AssertionError: x and w must be the same length!!!

###### Question: What is does the wt_mean() function call below return? 

In [None]:
x = [1,2,3]
w = [1,1,10]
wt_mean(x, w)
print(" ")

## 10. Args and Kwargs<a class="anchor" id="bullet10"></a>

__*args__ is used if you need to pass a variable number of objects into the function. The asterisk * is a tuple __unpacking operator__

In [190]:
def my_sum(*args):
    result = 0
    # Iterating over the Python args tuple
    for x in args:
        result += x
    return result
print(my_sum(1, 2, 3))
print("=======\n" + str(my_sum(1, 2, 3, 4, 5)))

6
15


__**kwargs__ is like args, except you can pass multiple __named__ arguments. The double asterisks ** are a __dictionary unpacking operator__

In [193]:
def concatenate(**kwargs):
    result = ""
    # Iterating over the Python kwargs dictionary
    for arg in kwargs.values():
        result += arg
    return result

print(concatenate(b="Python ", c="Is ", d="Great", e="!"))

Python Is Great!


In [None]:
def concatenate(**kwargs):
    result = ""
    # Iterating over the Python kwargs dictionary
    for arg in kwargs.values():
        result += arg
    return result

In [158]:
def foo1(a, *args):
    print(f"a is: {a}")
    print(f"args are: {args}") # args takes in tuple packing

In [159]:
foo1(1)

a is: 1
args are: ()


In [160]:
foo1(1, 2, 3, 4)

a is: 1
args are: (2, 3, 4)


In [161]:
def foo2(a, **kwargs):
    print(f"a is: {a}")
    print(f"kwargs are: {kwargs}") # kwargs takes in dictionary packing

In [162]:
foo2(1)

a is: 1
kwargs are: {}


In [50]:
foo2(1, b=2, c=3, d=4)

a is: 1
kwargs are: {'b': 2, 'c': 3, 'd': 4}


In [51]:
# can use them together
def foo(a, *args, **kwargs):
    print(f"a is: {a}")
    print(f"args are: {args}")
    print(f"kwargs are: {kwargs}")

In [52]:
foo(1, 2, 3, d=4, e=5)

a is: 1
args are: (2, 3)
kwargs are: {'d': 4, 'e': 5}


In [194]:
# print_list.py
my_list = [1, 2, 3]
print(my_list)

[1, 2, 3]


In [199]:
my_list = [1, 2, 3]
print(my_list)   # print list
print(*my_list)  # print unpacked list, which is just the contents of the previous list

[1, 2, 3]
1 2 3


In [200]:
def my_sum(*args):
    result = 0
    for x in args:
        result += x
    return result

list1 = [1, 2, 3]
list2 = [4, 5]
list3 = [6, 7, 8, 9]

print(my_sum(*list1, *list2, *list3))

45


## 11. Return statements <a class="anchor" id="bullet11"></a>

Throughout all the functions we have seen, there have been return statements. What do they do?

In [53]:
# When create a function you may want to return some information. 

In [201]:
# example
def check(x):
    result = ''
    if x > 0:
        result = 'Positive'
    elif x < 0:
        result = 'Negative'
    else:
        result = 'Zero'
    return result

In [55]:
check(1)

'Positive'

## 12. Lazy evaluation <a class="anchor" id="bullet12"></a>

In a nutshell, lazy evaluation means that the object is evaluated when it is needed, not when it is created.

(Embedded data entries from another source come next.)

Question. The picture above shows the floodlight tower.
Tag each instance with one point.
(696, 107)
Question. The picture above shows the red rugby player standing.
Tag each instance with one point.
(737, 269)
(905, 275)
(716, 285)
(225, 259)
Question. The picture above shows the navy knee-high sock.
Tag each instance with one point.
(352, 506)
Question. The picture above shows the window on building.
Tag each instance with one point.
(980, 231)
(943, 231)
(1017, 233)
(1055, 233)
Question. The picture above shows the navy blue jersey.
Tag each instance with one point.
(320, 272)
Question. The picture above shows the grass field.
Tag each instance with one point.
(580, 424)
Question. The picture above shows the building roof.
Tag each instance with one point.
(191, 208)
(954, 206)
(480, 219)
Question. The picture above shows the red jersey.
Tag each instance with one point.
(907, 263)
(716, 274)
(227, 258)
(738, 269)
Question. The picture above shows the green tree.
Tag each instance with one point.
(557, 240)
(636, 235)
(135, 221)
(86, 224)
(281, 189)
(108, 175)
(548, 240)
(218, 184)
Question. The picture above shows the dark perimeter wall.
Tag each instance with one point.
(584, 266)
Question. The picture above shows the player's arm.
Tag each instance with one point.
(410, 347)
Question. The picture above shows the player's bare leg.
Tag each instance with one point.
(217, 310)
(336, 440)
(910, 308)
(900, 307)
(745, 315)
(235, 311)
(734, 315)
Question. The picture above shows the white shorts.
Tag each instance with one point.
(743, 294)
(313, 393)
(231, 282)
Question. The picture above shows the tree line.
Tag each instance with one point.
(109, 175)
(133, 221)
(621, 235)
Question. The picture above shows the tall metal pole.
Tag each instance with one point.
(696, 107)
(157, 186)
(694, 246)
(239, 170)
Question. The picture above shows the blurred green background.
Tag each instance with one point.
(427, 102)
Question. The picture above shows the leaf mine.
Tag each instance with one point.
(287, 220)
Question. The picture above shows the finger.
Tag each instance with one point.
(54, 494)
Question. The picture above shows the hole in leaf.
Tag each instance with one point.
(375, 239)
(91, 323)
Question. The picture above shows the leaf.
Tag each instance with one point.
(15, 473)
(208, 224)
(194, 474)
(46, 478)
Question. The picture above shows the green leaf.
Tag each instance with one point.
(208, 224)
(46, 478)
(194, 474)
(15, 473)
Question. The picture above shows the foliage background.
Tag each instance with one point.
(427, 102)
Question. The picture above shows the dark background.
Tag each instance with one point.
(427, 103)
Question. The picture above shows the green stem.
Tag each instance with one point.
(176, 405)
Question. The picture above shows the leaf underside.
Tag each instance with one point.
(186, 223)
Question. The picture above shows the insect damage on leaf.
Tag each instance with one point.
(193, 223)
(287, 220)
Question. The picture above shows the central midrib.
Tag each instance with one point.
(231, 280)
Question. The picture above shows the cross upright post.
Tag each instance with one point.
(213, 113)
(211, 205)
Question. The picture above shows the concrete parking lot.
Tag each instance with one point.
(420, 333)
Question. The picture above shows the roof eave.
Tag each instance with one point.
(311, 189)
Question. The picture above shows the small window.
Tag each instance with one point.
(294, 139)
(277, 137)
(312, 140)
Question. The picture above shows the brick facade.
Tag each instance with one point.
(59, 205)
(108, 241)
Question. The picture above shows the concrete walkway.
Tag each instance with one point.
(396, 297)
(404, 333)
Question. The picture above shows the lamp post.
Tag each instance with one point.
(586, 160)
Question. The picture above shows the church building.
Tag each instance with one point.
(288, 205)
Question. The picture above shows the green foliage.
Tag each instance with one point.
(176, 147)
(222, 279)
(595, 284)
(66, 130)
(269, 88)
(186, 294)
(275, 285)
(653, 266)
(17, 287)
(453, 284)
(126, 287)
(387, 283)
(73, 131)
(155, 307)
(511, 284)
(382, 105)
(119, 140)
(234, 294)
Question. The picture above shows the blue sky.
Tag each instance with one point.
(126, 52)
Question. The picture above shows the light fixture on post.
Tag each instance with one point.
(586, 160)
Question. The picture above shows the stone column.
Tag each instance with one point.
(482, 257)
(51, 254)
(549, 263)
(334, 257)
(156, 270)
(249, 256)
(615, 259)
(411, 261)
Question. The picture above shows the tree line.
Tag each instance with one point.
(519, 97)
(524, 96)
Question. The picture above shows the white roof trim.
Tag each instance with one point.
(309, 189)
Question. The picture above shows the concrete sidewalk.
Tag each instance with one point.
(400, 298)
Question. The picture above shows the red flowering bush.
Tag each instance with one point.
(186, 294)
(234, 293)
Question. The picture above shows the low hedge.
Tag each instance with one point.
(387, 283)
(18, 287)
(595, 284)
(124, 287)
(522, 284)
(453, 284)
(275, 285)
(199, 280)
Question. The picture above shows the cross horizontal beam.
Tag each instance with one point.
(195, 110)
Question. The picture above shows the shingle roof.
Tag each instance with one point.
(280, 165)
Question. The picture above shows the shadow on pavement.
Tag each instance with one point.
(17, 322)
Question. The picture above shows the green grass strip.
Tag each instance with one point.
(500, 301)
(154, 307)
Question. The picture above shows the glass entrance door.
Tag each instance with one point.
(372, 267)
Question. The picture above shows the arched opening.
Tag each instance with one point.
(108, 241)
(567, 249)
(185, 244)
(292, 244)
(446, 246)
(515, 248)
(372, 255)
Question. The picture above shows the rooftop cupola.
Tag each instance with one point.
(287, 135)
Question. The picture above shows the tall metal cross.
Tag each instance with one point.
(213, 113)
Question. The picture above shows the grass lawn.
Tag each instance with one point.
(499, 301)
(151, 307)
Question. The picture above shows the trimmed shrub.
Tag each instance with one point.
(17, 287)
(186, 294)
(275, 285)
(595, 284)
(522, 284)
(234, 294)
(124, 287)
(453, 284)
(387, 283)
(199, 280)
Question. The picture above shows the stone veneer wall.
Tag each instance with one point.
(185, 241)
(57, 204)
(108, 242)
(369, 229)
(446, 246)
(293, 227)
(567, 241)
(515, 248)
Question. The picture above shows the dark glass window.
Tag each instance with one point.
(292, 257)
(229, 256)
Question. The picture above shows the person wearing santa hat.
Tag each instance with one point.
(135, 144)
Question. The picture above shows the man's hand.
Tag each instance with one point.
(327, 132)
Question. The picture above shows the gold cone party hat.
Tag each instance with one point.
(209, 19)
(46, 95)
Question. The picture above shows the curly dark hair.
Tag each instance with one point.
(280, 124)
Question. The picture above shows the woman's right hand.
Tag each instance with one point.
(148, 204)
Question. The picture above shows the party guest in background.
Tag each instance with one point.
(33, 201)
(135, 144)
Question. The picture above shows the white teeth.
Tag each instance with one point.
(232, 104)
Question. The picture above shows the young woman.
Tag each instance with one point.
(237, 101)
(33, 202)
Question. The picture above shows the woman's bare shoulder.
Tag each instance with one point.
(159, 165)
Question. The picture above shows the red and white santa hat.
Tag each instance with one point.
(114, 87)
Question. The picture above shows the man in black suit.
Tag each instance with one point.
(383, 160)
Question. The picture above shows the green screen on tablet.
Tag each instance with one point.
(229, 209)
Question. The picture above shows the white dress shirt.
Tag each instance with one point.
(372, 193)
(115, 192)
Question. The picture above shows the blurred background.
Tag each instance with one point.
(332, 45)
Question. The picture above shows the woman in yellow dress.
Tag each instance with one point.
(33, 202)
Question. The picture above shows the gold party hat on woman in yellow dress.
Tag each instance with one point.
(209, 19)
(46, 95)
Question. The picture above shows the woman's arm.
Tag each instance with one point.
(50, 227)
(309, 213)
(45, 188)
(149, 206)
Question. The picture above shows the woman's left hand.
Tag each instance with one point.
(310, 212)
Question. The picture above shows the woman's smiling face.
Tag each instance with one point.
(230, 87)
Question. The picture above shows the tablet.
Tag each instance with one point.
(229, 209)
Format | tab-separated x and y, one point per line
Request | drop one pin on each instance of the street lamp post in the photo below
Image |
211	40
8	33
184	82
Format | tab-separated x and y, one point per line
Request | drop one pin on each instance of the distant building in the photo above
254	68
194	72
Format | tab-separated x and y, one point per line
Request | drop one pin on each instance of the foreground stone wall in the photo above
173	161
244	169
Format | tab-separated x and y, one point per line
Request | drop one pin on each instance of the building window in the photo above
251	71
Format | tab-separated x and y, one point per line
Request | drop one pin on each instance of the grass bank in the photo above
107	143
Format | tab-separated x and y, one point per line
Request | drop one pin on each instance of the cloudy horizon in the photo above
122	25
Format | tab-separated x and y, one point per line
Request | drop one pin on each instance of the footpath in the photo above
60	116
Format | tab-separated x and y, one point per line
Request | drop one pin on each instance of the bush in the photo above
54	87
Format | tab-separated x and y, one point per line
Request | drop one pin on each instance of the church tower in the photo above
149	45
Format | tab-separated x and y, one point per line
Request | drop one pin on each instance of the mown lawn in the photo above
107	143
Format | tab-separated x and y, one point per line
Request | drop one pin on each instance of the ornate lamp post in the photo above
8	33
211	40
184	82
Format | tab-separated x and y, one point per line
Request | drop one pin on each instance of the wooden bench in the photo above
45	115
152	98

## 13. Lexical scoping <a class="anchor" id="bullet13"></a>

Not essential you understand this to write functions in Python, but can't hurt

Environment of a function controls how Python finds the value associated with a name. The key concept for function environment is something called "lexical scoping". Lexical scoping means that free variables in a function (i.e. variables that are used in a function but not defined in the function) are looked up in the parent environment of the function.

Functions are therefore tied to the environment of each session of Python.

Usually not a problem, but it is something to be aware of.